A short primer on why can reject hypotheses, but cannot accept them. With examples and visuals.
Hypothesis testing is the basis of the classical statistical inference. It’s a framework for making decisions under uncertainty with the goal to prevent you from making stupid decisions — provided there is data to verify their stupidity. If there is no such data… ¯_(ツ)_/¯
The goal of hypothesis testing is to prevent you from making stupid decisions — provided there is data to verify their stupidity.
The catch here is that you can only use hypothesis testing to dismiss a choice as a stupid one, but you cannot use it to embrace a choice as s good one. Why? Read on to find out!
Setting up the hypotheses
It all starts with a decision to make. Consider this one: you have a large data processing pipeline that you think is too slow. Hence, you rewrite the code to use more efficient data structures and end up with a new and hopefully faster version of the pipeline. The decision to make is: should you replace the old pipeline with the new one?
You want your decision to be a data-driven one, so you collect some data. You run each pipeline 50 times and record the runtimes. The old pipeline takes on average 41 minutes to finish, with a variance of 25. For the new pipeline, the corresponding numbers are 38 and 29.
old pipeline runtime: mean = 41, variance = 38
new pipeline runtime: mean = 38, variance = 29
Now, is the new pipeline’s average runtime three minutes shorter because it is indeed more efficient, or are these averages different by chance? One way to find out is to re-record the runtimes of both pipelines many, many more times… But that would take more time than it’s worth it. Enters hypothesis testing!
At this point, you can formulate your hypothesis.

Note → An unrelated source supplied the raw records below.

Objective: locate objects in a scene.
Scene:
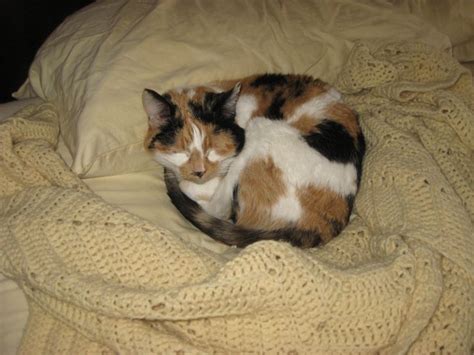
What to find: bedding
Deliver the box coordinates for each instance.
[0,99,40,355]
[1,42,473,354]
[389,0,474,62]
[13,0,450,179]
[1,0,473,353]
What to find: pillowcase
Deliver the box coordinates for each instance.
[14,0,451,177]
[389,0,474,62]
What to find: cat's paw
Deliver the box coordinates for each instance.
[204,198,231,220]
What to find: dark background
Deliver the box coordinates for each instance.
[0,0,94,103]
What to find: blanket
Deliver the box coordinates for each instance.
[1,42,473,354]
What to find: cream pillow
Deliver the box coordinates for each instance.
[389,0,474,62]
[14,0,450,177]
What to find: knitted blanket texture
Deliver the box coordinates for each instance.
[0,42,473,354]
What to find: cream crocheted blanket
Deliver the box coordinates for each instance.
[1,42,473,354]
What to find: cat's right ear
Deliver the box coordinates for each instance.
[142,89,172,129]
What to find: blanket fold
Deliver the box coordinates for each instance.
[1,42,473,354]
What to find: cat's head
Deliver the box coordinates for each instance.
[143,84,244,183]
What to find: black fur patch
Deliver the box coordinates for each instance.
[251,74,288,88]
[229,185,240,223]
[289,78,307,98]
[203,90,235,119]
[346,194,355,212]
[149,104,183,147]
[189,95,245,153]
[266,92,286,120]
[303,120,357,163]
[355,131,366,186]
[287,229,322,248]
[328,218,344,236]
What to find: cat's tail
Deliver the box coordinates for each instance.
[164,169,322,248]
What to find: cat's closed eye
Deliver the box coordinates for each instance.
[206,149,224,162]
[165,152,189,166]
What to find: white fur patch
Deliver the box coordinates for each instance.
[288,89,341,123]
[207,149,224,162]
[180,177,221,202]
[154,152,188,168]
[271,189,302,223]
[190,123,205,154]
[217,155,236,176]
[204,155,247,219]
[187,88,196,99]
[235,94,257,128]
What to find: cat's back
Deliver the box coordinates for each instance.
[231,73,364,181]
[228,74,365,247]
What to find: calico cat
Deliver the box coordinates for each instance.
[143,74,365,248]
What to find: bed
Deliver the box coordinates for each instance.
[1,0,473,353]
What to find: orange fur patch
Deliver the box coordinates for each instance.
[237,157,287,229]
[297,186,349,242]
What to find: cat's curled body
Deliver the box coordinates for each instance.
[143,74,365,248]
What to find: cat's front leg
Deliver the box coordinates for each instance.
[203,183,233,219]
[204,157,246,219]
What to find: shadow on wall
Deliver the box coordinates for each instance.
[0,0,94,103]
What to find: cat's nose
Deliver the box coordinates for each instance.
[193,171,205,178]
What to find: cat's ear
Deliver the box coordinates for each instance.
[207,83,241,119]
[142,89,173,129]
[221,82,241,119]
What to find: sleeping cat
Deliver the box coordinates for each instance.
[143,74,365,248]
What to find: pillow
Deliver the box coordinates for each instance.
[14,0,451,178]
[389,0,474,62]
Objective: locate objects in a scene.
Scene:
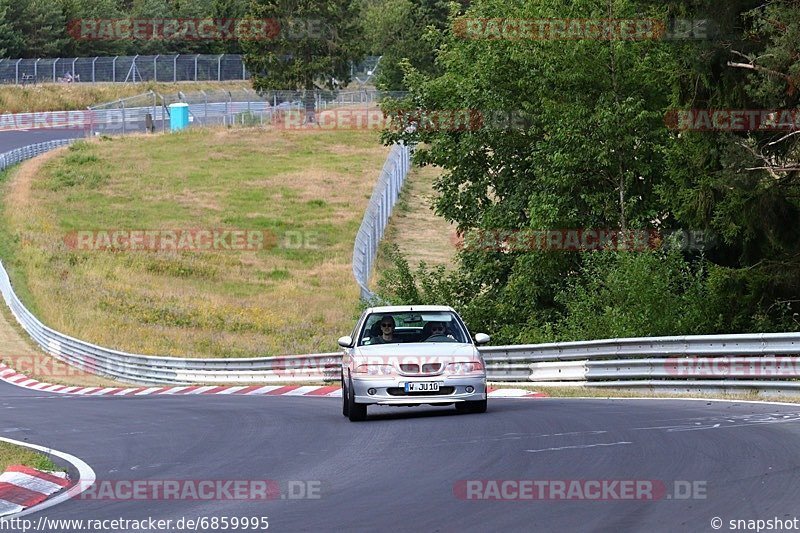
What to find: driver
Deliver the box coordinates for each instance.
[373,315,399,344]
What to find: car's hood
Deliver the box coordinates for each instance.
[352,343,479,362]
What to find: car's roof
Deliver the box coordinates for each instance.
[366,305,455,314]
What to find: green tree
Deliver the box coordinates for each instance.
[360,0,459,90]
[242,0,364,122]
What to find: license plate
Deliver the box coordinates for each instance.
[405,382,440,392]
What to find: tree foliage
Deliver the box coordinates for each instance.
[377,0,800,342]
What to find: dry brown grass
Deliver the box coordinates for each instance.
[2,127,387,358]
[381,163,457,269]
[0,81,252,114]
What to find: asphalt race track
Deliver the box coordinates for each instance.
[0,128,87,153]
[3,379,800,532]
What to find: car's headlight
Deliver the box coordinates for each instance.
[446,361,484,375]
[354,364,395,376]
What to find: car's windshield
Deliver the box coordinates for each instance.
[358,311,468,346]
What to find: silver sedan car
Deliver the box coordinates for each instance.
[338,305,490,422]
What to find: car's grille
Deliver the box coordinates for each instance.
[387,387,455,396]
[398,363,443,375]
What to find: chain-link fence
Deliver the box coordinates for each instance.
[85,88,393,136]
[0,54,248,85]
[0,54,384,85]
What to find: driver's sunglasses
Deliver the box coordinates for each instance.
[381,323,394,328]
[432,326,445,332]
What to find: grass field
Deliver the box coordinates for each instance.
[0,442,61,473]
[0,81,251,114]
[0,126,387,358]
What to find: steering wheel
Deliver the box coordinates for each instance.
[424,334,457,343]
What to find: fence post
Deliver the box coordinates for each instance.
[217,54,223,82]
[72,58,77,79]
[112,56,117,82]
[173,55,178,82]
[154,54,159,82]
[194,55,199,81]
[34,58,40,80]
[242,60,246,80]
[53,58,58,82]
[15,59,20,85]
[92,57,97,83]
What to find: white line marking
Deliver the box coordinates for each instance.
[526,441,632,453]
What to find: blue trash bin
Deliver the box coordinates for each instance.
[169,103,189,131]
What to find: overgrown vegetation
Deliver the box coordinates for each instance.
[376,0,800,344]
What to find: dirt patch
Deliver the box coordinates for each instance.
[4,147,69,208]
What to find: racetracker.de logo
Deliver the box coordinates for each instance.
[67,18,328,41]
[64,229,277,252]
[453,18,711,41]
[272,108,529,131]
[664,109,800,131]
[0,111,91,132]
[450,228,712,253]
[665,356,800,377]
[76,480,322,500]
[454,480,707,500]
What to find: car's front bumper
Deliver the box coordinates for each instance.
[351,375,486,405]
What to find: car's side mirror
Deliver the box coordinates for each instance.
[338,336,353,348]
[474,333,491,345]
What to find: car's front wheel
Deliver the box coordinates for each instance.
[456,399,487,414]
[341,372,349,417]
[347,378,367,422]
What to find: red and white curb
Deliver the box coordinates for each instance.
[0,437,95,520]
[0,363,547,399]
[0,465,69,517]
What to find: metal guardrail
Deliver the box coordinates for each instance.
[481,337,800,393]
[352,143,411,300]
[0,139,80,172]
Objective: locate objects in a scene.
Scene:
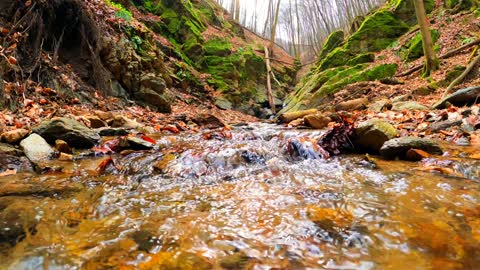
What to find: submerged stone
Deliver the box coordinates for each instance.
[380,137,443,160]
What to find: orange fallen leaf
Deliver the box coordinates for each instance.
[8,56,17,65]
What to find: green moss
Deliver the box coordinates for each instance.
[403,30,440,61]
[319,48,355,70]
[105,0,132,21]
[319,30,345,58]
[447,0,477,9]
[204,38,232,56]
[346,10,409,54]
[346,53,375,66]
[281,64,398,113]
[391,0,435,25]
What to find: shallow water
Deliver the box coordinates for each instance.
[0,123,479,269]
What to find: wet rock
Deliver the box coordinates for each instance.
[1,129,29,144]
[20,134,55,163]
[125,137,155,150]
[131,230,160,252]
[354,119,398,153]
[380,137,443,160]
[391,101,428,111]
[32,117,100,148]
[0,197,39,245]
[86,116,107,128]
[0,154,33,173]
[0,143,23,156]
[192,114,225,129]
[278,109,318,123]
[433,86,480,109]
[97,127,130,136]
[220,251,252,270]
[0,176,82,197]
[55,140,72,154]
[111,115,142,129]
[335,98,368,111]
[304,114,332,129]
[405,149,430,161]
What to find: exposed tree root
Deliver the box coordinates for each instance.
[443,46,480,97]
[397,38,480,77]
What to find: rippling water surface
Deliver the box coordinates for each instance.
[1,123,479,269]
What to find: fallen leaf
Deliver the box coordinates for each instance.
[0,169,17,177]
[8,56,17,65]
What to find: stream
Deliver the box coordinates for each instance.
[0,123,479,269]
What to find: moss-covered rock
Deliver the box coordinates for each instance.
[346,10,409,54]
[446,0,477,10]
[204,38,232,56]
[319,48,355,70]
[281,63,398,113]
[403,30,440,61]
[319,30,345,58]
[391,0,435,25]
[346,53,375,66]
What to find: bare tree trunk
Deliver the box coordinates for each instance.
[264,46,276,114]
[414,0,439,76]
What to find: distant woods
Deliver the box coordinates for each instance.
[215,0,385,61]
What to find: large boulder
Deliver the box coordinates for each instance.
[20,134,55,163]
[354,119,398,153]
[32,117,100,148]
[433,86,480,109]
[380,137,443,160]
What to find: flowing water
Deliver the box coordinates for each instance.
[0,123,479,269]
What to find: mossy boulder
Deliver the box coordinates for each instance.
[281,63,398,113]
[204,38,232,56]
[319,48,355,70]
[319,30,345,58]
[446,0,477,10]
[391,0,435,25]
[354,119,398,153]
[403,30,440,61]
[346,10,409,54]
[346,53,375,66]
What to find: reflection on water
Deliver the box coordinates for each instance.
[0,123,479,269]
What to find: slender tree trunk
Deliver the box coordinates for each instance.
[414,0,439,76]
[264,46,276,114]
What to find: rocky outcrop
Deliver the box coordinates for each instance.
[32,117,100,148]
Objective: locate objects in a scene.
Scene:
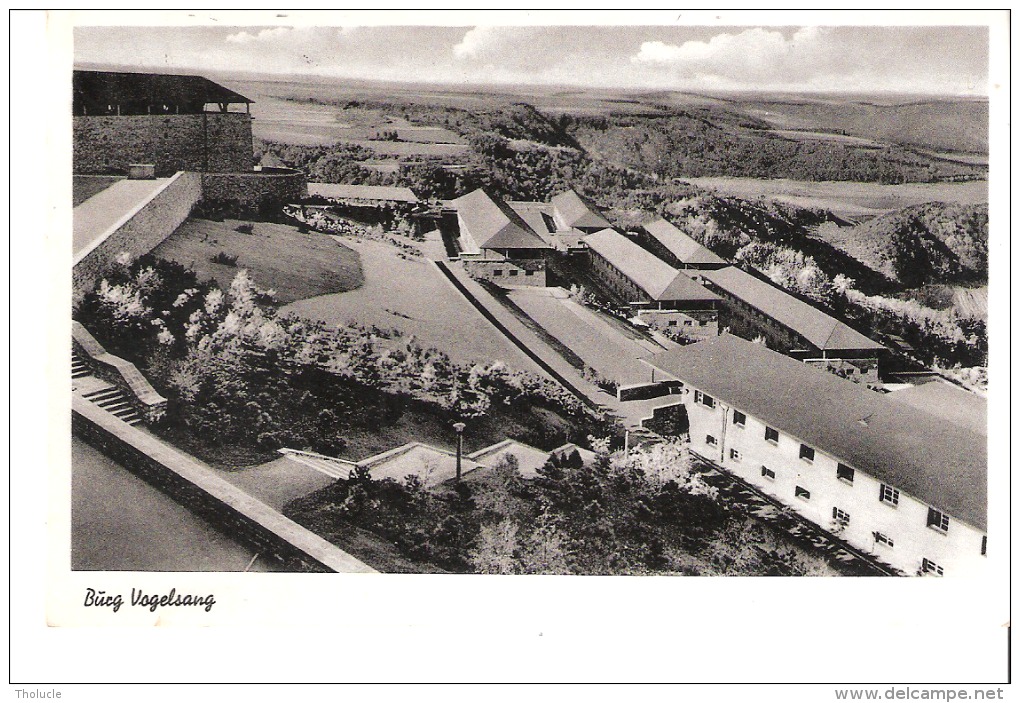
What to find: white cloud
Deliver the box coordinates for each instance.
[632,27,832,84]
[453,26,500,59]
[225,26,294,44]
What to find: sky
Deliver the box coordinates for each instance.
[73,20,990,95]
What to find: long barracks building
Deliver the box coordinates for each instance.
[648,334,987,577]
[697,265,886,381]
[585,228,721,337]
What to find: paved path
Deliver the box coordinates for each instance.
[73,178,169,257]
[72,436,283,572]
[438,262,616,410]
[73,396,377,573]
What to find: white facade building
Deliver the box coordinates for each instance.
[649,335,987,576]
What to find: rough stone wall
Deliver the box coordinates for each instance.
[74,113,252,175]
[200,170,307,213]
[72,172,202,303]
[641,401,689,438]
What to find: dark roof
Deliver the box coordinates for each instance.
[702,266,884,352]
[452,188,552,251]
[642,217,727,266]
[649,335,986,530]
[887,381,987,436]
[308,183,419,204]
[585,229,719,302]
[73,70,252,111]
[551,189,611,230]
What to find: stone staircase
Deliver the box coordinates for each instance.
[278,448,359,479]
[72,351,143,426]
[71,351,91,380]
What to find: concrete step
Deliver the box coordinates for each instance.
[81,388,122,401]
[99,400,134,412]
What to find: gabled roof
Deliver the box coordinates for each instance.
[551,189,612,230]
[585,229,720,303]
[888,381,987,436]
[701,266,884,352]
[642,217,727,266]
[649,335,986,531]
[452,188,552,251]
[73,70,251,111]
[467,439,557,479]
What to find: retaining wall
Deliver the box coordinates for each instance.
[72,396,376,574]
[73,113,253,176]
[72,172,202,303]
[201,168,307,215]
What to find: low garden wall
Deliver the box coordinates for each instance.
[72,396,377,574]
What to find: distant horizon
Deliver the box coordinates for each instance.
[73,61,991,102]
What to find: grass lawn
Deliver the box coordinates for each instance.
[151,218,364,304]
[72,175,123,206]
[283,237,546,374]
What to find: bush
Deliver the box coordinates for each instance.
[235,222,255,235]
[210,251,238,267]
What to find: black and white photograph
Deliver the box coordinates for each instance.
[11,8,1010,690]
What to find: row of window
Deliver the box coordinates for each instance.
[880,485,951,535]
[491,269,536,277]
[703,398,964,543]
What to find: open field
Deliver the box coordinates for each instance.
[686,177,988,220]
[282,237,546,374]
[151,218,364,304]
[250,94,467,149]
[770,130,884,148]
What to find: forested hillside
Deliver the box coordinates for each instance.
[564,111,986,183]
[815,203,988,287]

Typically, it should be the opposite of what you actually want to prove, and you will shortly see why. In our example, the hypothesis would be that the average runtimes of both pipelines are, in fact, the same, or even that the old one is faster. This is called the null hypothesis, which we will try to reject. Then, there is the alternative hypothesis, comprising everything not included in the null, here: that the new pipeline is faster.
Typically, the null hypothesis is defined as the opposite of what we actually want to prove.
The null hypothesis is typically denoted as H₀ and the alternative hypothesis as H₁. So, we have this:
H₀: old runtime ≤ new runtime
H₁: old runtime > new_runtime
Good. Now, why are they in this order? Why don’t we assume that the new pipeline is faster in the null hypothesis? It is because the null hypothesis should reflect our default action, that is: what we would do without any data or testing.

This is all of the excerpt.